The majority of highly expressed ADH genes revealed a protective effect in patients with GC receiving 5-FU-based adjuvant chemotherapy, these results were consistent with the pathway enrichment analysis that indicated that ADH genes were involved in drug metabolism via the cytochrome P450 pathway. This is potentially a consequence of ADH participation in drug metabolism and serves a function in the anticarcinogenic response, however this assumption requires further investigation. It was additionally observed that ADH6 is associated with a significantly increased risk for patients with GC receiving 5-FU-based adjuvant chemotherapy in univariate stratification analysis. Due to a lack of data from previous studies and multivariate analysis in the present study, further studies are required in order to verify the association between ADH6 and GC prognosis. In addition, ADH1B also demonstrated protective effects in patients with GC who received surgery alone.

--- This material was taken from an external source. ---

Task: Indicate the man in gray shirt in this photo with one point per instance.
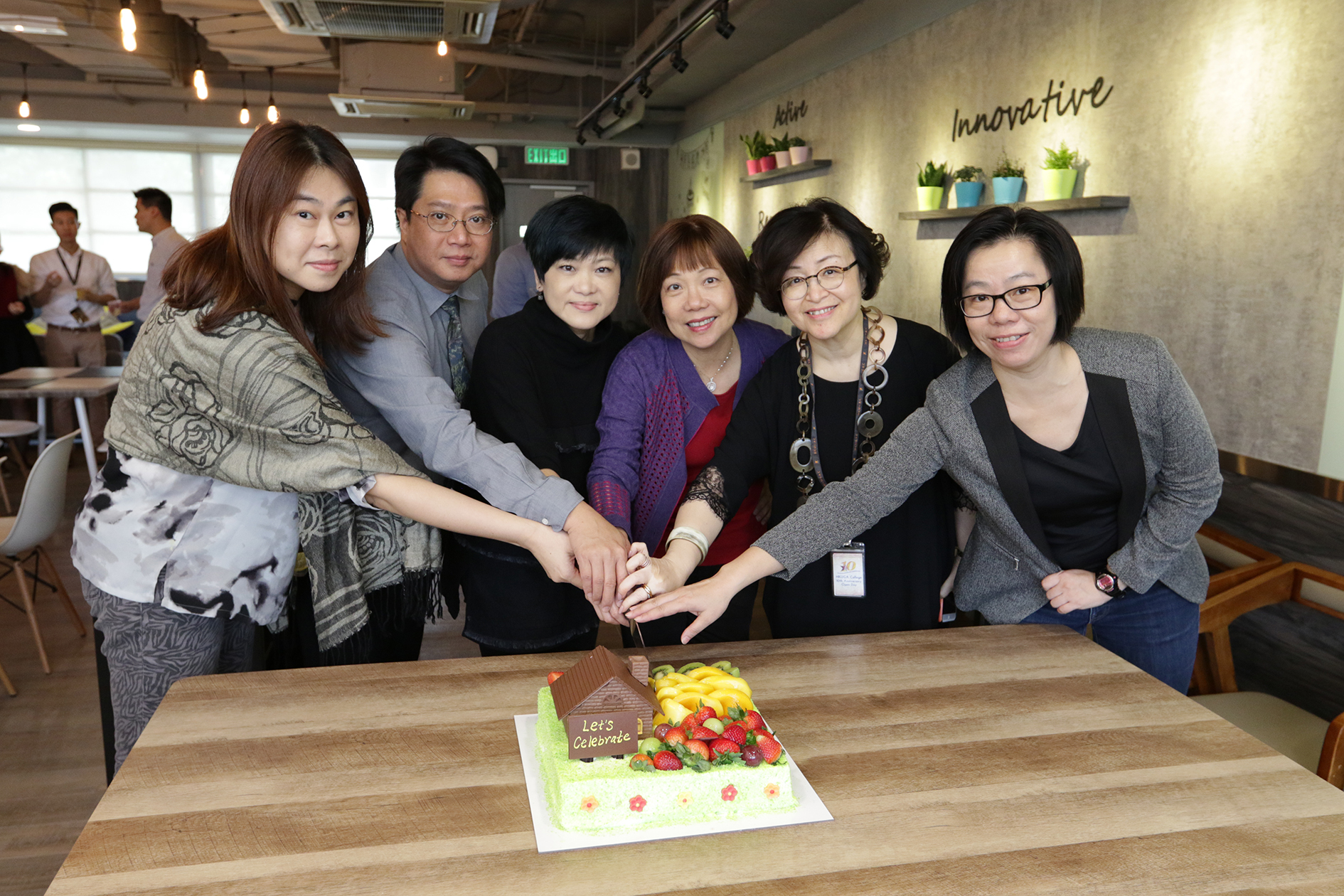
(430, 299)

Overexpression of HER2 is associated with poor GC prognosis and associated with Lauren classification, tumor size, lymph node and World Health Organization classification (60). However, to the best of our knowledge, there are no reports on the association between HER2 and ADH isoenzymes. The results of the present study revealed that high expression of ADH1A and ADH1B were associated with a significantly decreased risk of mortality in patients with HER2-positive GC, in addition to high ADH1B and ADH5 for patients with HER2-negative GC.

There were limitations in the present study that need to be recognized. First, the clinical information from the GEO database was not comprehensive; therefore, this study evaluates the association between ADH genes expression and OS based on univariate survival analysis. Second, the sample size of this study was not large enough to validate the impact of a number of strata with a small sample size on OS in the stratified analysis. Third, the results of the present study reveal a significantly positive association between the mRNA expression of all ADH genes with each other, and consequently, individual ADH genes may have complex interactions and finally have a joint effect on the outcome of patients with GC. Unfortunately, the KM-plotter tool is unable to analyze the joint effect of ADH gene expression in GC prognosis.

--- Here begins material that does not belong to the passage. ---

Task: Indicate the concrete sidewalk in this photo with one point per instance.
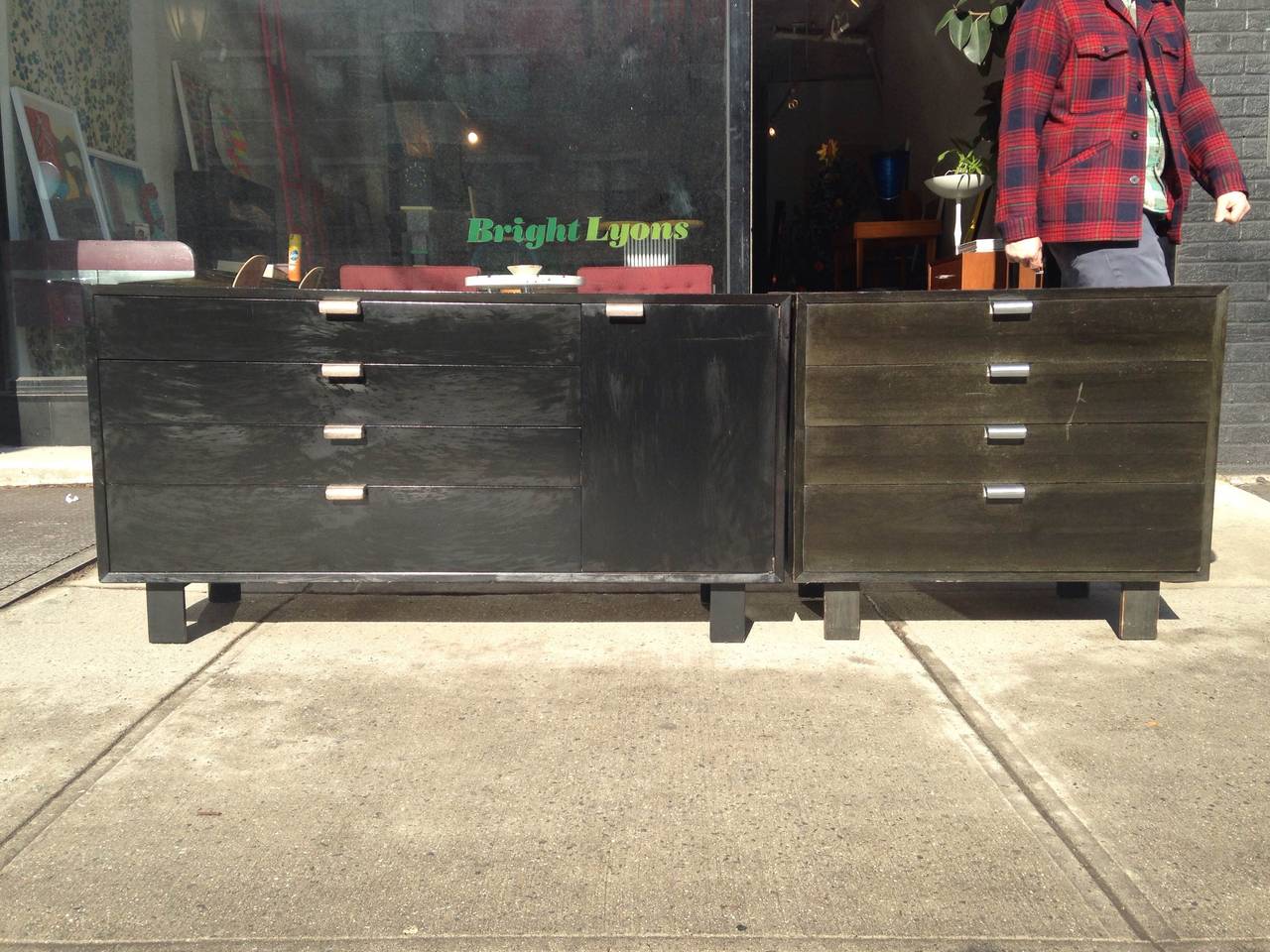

Despite these limitations, to the best of our knowledge, the present study is the first study to investigate the associations between ADH genes expression and OS in patients with GC, in addition to the prognostic values among the different strata of GC. These results provide insight into the function of ADH genes in clinical outcomes of cancer and may demonstrate a clinical utility for prognosis prediction and decision-making in GC management.

In summary, the results of the present study demonstrated that the high expression of ADH1A and ADH1B mRNA were associated with favorable prognosis in patients with intestinal-type and diffuse-type GC, whereas the other ADH genes either resulted in a different OS between these two types of GC or did not demonstrate a statistically significant difference in the OS between the groups. Therefore, the prognostic value of other ADH genes requires further investigation.

The results of the present study suggest that ADH1A and ADH1B may be potential prognostic biomarkers of GC. Owing to the small sample size and inability to perform multivariate analysis, further well-designed and larger sample size studies are necessary in order to validate these results.